Ada sedikit penyesalan dalam diri saya, karena kurang maksimal dalam mengajar di TPQ Al-
Amin milik Ibu Utami. Waktu yang singkat memaksa kami hanya memberikan pengajaran
bersifat personal saat satu per satu santri maju untuk tadarus Iqra' dan Al-Qur'an, membiasakan
seluruh santri untuk "1 week, 1 du'a" , pengenalan Bahasa Arab dasar bagi mereka, dan hanya
sedikit bab fiqih yang bisa kami ajarkan.

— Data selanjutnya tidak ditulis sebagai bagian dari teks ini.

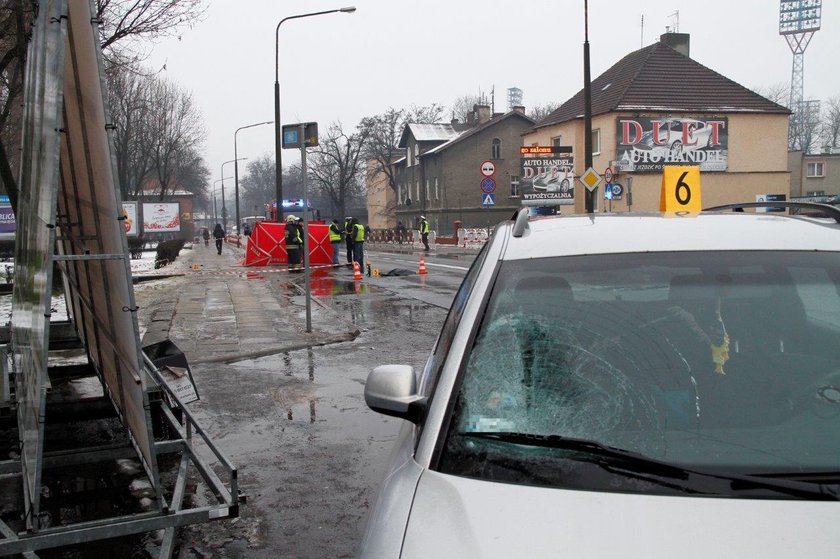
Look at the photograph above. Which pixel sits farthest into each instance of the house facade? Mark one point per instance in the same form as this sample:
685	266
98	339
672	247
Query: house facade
815	175
441	176
658	107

Saya pribadi melihat mereka telah mencapai tingkat Al-Qur'an namun untuk makhrojul huruf
serta panjang pendek bacaan masih perlu banyak pembenahan. Saya yang belum mempunyai
pengalaman mengajar berusaha mencari cara bagaimana mengubah kebiasaan mengaji mereka
yang kata ustadz saya dahulu "digeret" istilah jawa untuk menyebut santri yang belum mengerti
panjang pendeknya bacaan. Di sana yang bisa saya lakukan hanya membenarkan bacaan
mereka dan memberi penjelasan secara personal. Hal tersebut menjadi penting bagi saya untuk
belajar memahami metode-metode pembelajaran Al-Qur'an dikarenakan saya nantinya akan
menjadi ibu yang merupakan madrasah pertama bagi anaknya kelak.

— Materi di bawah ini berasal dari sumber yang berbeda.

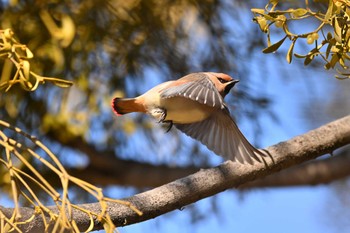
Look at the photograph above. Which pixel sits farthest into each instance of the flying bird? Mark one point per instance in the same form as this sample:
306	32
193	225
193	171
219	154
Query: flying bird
195	105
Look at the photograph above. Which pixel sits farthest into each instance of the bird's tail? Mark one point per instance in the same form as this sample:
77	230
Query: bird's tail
123	106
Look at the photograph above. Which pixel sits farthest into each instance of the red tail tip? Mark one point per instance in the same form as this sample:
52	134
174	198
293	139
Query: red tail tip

3. Berpartisipasi dalam Kegiatan Warga

Sebelum KKN, saya merupakan orang yang cukup introvert di lingkungan rumah saya, Surabaya.
Terbawa keadaan lingkungan yang mayoritas pekerja dengan kesibukan yang padat, jarang bagi
saya bisa bersosialisasi dengan tetangga sekitar. Namun pengalaman KKN memberikan pelajaran
berharga bagi saya bahwa bersosialisasi itu penting untuk mendapat pengalaman dan cerita dari
mereka yang telah mengalami asam garam kehidupan.

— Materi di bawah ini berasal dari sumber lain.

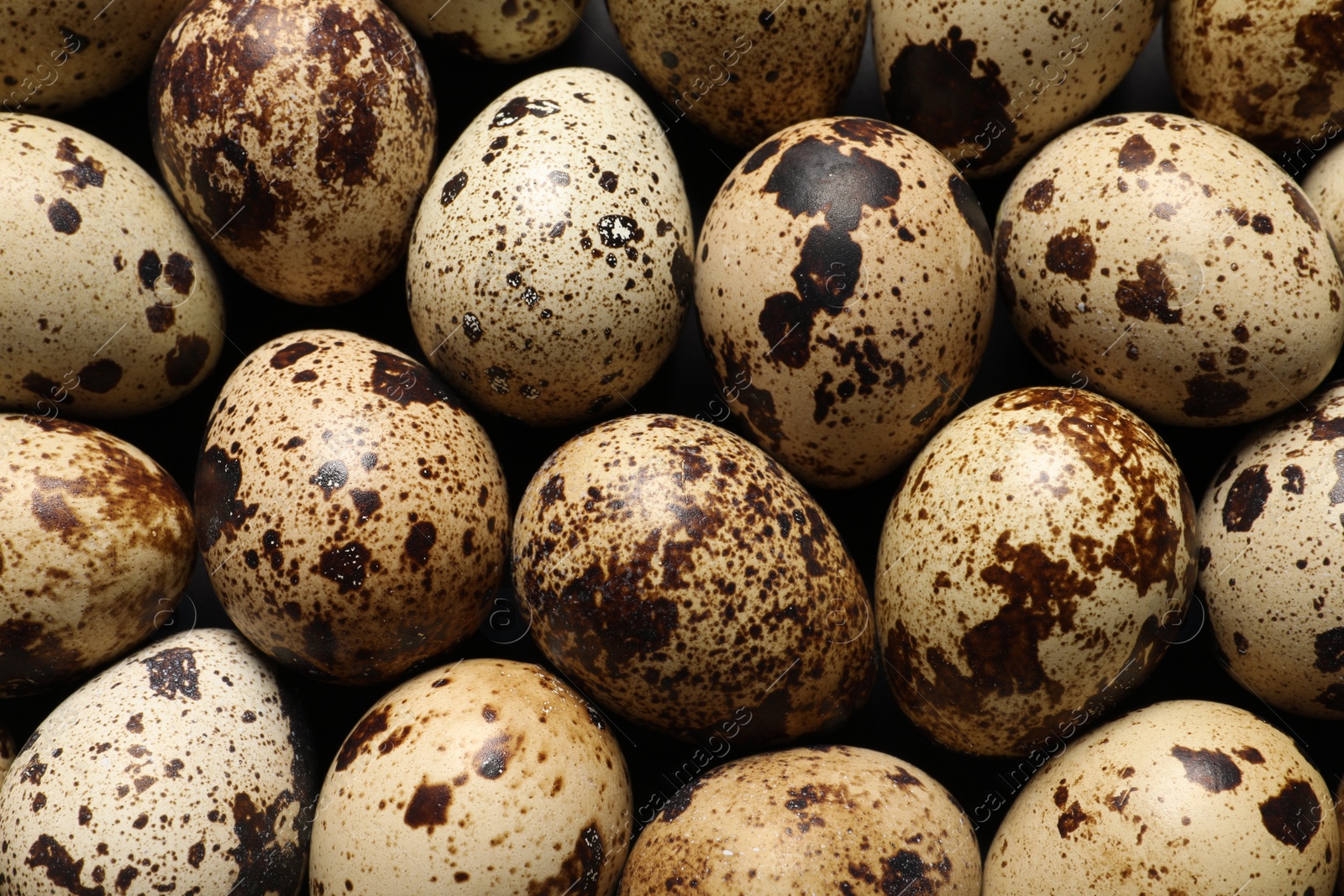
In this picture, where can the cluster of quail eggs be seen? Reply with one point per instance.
(523, 591)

Ketika saya dan beberapa teman saya ingin ikut membantu tahap akhir dari proses panen
bawang merah, saat itu mereka menyebutnya "Mitil Brambang", kami sangat disambut baik dan
diajarkan prosesnya. Di sela sela kegiatan tersebut saya bertanya kenapa bawang merah yang
telah dipanen hanya dijual mentahan, tidak ada satupun warga yang menjualnya dengan
mengolah terlebih dahulu agar menjadi produk yang lebih bernilai tinggi. Mereka mengatakan
bahwa modal yang dipakai untuk mengolah bawang merah menjadi suatu produk akan lebih
banyak, dan tenaga yang dikeluarkan juga lebih besar. Namun, harga jualnya tidak sebanding
dengan biaya dan tenaga yang dikeluarkan. Sehingga, warga lebih memilih menjual langsung ke
tengkulak tanpa proses pengolahan.

Selain ikut dalam kegiatan di atas, saya dan teman-teman turut serta dalam kegiatan Nyadran
(Bersih Dusun) yang merupakan tradisi agraris yang sampai saat ini tetap terjaga. Nyadran
merupakan tradisi mengunjungi dan memberi sesaji ke punden dan pesarean di Dusun Bangsri
yang dianggap keramat. Di banyak desa, tradisi nyadran atau sedekah bumi masih dijalankan.
Masyarakat masih meyakini bahwa 'nylameti' bumi pertiwi bukanlah musyrik, karena bumi
ciptaan Tuhan ini telah memberi banyak bagi kehidupan umat manusia. Kalau tidak dislameti,
berarti mereka mengingkari ketulusan bumi dalam memberikan sesuatu kepada umat manusia.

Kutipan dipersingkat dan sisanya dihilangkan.